Aumenta il numero degli occupati, mentre decresce rispetto al 2015 il numero di pensionati, che si riduce di quasi 115.000 unità: il rapporto attivi/pensionati tocca quindi nel 2016 quota 1,417, dato migliore dal 1997 (primo anno utile al confronto). E’ un dato fondamentale per la tenuta di un sistema pensionistico a ripartizione come quello italiano ed è uno dei dati forniti dal Quinto Rapporto “Il Bilancio Previdenziale italiano”, a cura del Centro Studi e Ricerche Itinerari Previdenziali.
Il Rapporto fornisce una visione d’insieme del complesso sistema di welfare italiano, illustrando gli andamenti della spesa pensionistica, delle entrate contributive e dei saldi nelle differenti gestioni pubbliche e privatizzate che compongono il sistema pensionistico del Paese e opera al contempo un’utile riclassificazione della spesa all’interno del più ampio bilancio dello Stato. Complessivamente i dati contenuti nel Rapporto evidenziano come l’andamento della spesa per le pensioni sia assolutamente sotto controllo.

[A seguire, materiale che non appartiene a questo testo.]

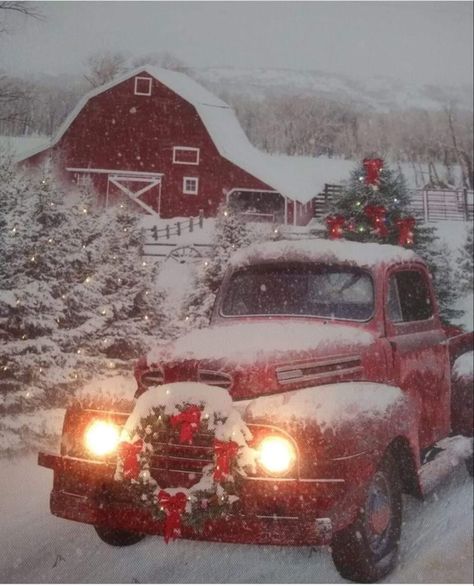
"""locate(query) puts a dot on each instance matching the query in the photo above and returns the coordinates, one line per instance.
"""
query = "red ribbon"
(405, 234)
(174, 507)
(376, 215)
(189, 420)
(335, 226)
(129, 453)
(372, 171)
(225, 452)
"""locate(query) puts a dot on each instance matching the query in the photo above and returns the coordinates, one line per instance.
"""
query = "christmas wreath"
(188, 409)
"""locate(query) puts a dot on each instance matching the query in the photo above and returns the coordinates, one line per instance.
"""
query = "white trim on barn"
(179, 148)
(149, 80)
(191, 191)
(120, 181)
(117, 171)
(296, 178)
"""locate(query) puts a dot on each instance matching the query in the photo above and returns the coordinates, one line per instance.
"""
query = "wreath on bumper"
(188, 409)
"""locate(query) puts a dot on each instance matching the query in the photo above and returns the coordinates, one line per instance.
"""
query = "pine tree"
(124, 280)
(75, 290)
(231, 233)
(464, 273)
(355, 215)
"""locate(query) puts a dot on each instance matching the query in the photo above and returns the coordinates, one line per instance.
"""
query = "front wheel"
(116, 537)
(367, 550)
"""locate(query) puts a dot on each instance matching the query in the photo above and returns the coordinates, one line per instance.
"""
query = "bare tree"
(104, 67)
(161, 59)
(25, 8)
(461, 148)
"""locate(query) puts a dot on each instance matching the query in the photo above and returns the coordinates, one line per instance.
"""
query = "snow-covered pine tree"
(369, 211)
(36, 270)
(130, 304)
(231, 233)
(464, 272)
(73, 274)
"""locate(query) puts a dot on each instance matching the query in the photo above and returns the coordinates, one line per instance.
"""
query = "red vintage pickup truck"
(336, 360)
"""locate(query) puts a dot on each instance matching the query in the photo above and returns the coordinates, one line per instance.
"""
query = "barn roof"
(298, 178)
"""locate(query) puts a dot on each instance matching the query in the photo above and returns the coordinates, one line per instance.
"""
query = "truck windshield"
(322, 291)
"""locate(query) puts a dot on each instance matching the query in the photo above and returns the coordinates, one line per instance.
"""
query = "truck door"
(420, 351)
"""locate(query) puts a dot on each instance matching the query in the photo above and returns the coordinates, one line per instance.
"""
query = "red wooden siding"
(118, 130)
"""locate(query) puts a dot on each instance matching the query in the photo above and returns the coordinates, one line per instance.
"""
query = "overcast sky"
(426, 42)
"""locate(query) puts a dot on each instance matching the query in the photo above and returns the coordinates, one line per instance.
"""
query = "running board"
(451, 452)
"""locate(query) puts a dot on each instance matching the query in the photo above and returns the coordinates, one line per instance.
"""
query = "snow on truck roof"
(298, 178)
(317, 249)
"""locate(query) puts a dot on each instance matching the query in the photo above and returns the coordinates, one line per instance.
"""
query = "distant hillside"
(379, 93)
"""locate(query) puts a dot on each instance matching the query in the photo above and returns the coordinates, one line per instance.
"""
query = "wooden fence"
(176, 228)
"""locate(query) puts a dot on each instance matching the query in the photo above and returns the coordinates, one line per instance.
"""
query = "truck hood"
(261, 341)
(264, 356)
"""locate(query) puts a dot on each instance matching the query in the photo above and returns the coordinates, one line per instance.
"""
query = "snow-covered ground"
(36, 547)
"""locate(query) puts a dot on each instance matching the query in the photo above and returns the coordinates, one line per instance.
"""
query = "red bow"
(225, 452)
(189, 420)
(376, 215)
(335, 226)
(129, 453)
(405, 227)
(174, 507)
(372, 171)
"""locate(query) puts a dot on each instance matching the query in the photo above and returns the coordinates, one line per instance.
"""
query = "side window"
(393, 302)
(409, 297)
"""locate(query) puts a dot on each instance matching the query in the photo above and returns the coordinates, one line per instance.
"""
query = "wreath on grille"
(188, 409)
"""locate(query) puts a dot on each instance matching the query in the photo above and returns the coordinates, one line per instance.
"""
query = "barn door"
(143, 191)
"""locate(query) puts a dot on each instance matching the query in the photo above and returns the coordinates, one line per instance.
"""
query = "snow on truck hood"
(262, 340)
(324, 251)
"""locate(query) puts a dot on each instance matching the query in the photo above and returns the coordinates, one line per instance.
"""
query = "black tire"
(116, 537)
(367, 550)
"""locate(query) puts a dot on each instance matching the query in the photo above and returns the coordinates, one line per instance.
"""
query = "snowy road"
(37, 547)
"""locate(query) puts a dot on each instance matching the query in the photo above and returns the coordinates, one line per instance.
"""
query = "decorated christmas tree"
(375, 207)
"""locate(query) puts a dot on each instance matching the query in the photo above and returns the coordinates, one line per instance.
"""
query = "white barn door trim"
(120, 181)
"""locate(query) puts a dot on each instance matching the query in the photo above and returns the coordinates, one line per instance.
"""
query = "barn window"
(186, 155)
(143, 86)
(190, 185)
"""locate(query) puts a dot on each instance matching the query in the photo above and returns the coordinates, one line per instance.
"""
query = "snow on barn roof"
(298, 178)
(316, 249)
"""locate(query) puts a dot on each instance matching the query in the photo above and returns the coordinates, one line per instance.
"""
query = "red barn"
(161, 139)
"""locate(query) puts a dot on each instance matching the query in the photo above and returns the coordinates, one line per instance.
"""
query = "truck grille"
(215, 378)
(152, 378)
(170, 456)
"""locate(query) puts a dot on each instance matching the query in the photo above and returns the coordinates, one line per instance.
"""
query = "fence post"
(426, 214)
(465, 206)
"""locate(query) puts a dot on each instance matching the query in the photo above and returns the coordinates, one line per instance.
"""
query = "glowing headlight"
(276, 454)
(102, 437)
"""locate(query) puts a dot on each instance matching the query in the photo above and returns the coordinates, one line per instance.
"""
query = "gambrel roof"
(298, 178)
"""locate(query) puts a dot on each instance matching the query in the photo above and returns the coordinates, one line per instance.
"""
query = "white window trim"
(194, 191)
(149, 79)
(196, 150)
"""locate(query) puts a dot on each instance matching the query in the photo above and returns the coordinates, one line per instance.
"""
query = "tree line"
(286, 124)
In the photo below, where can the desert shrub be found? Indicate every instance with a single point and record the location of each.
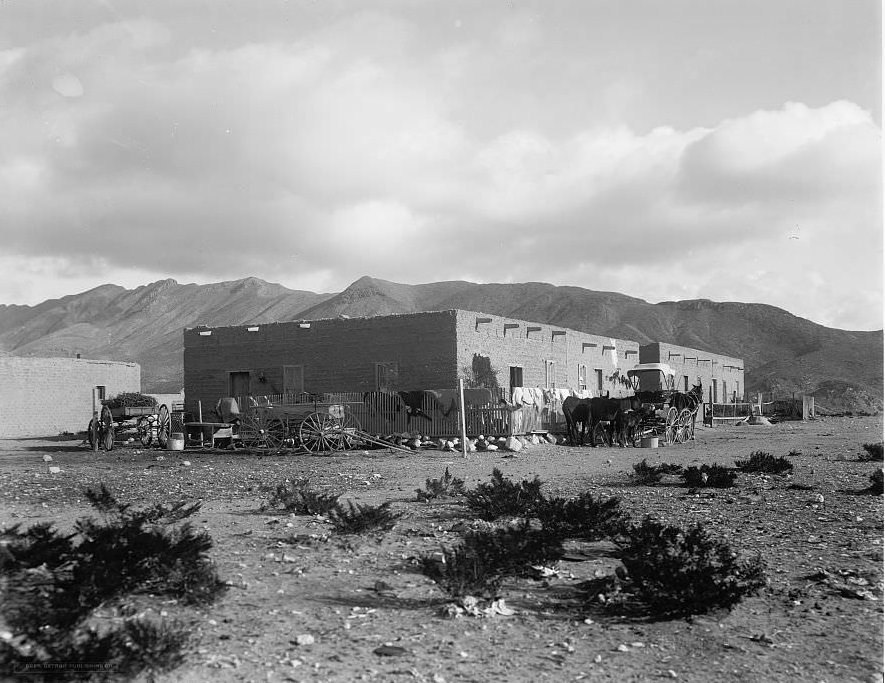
(681, 572)
(584, 517)
(300, 498)
(760, 461)
(876, 483)
(502, 498)
(446, 487)
(130, 399)
(359, 518)
(872, 452)
(714, 476)
(55, 582)
(478, 564)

E’ interessante anche notare che il rapporto tra numero di prestazioni in pagamento e popolazione tocca quota 2,638, di fatto una prestazione per famiglia (spesso di tipo assistenziale). Nel 2016, risultano in pagamento in Italia 4,1 milioni di prestazioni di natura interamente assistenziale (invalidità civile, accompagnamento, di guerra) e ulteriori 5,3 milioni di pensioni che beneficiano, in una o più quote, di parti assistenziali (maggiorazioni sociali, integrazioni al minimo, importi aggiuntivi etc). L’insieme di queste prestazioni ha riguardato 4.104.413 soggetti, per un costo totale annuo di oltre 21 miliardi di euro. Secondo Alberto Brambilla, presidente del Centro Studi e Ricerche Itinerari Previdenziali è necessario separare la spesa previdenziale da quella assistenziale al fine di fare chiarezza su spese molto diverse tra loro per finalità e modalità di finanziamento. Ciò anche al fine di evitare che si dica che la previdenza pubblica (pensioni previdenziali artigiani, commercianti, lavoratori dipendenti, etc.) è in deficit. Non bisogna infatti dimenticare che il nostro modello di welfare prevede per finanziare le pensioni previdenziali una tassa di scopo, i contributi sociali, mentre l’assistenza è finanziata dalla fiscalità generale.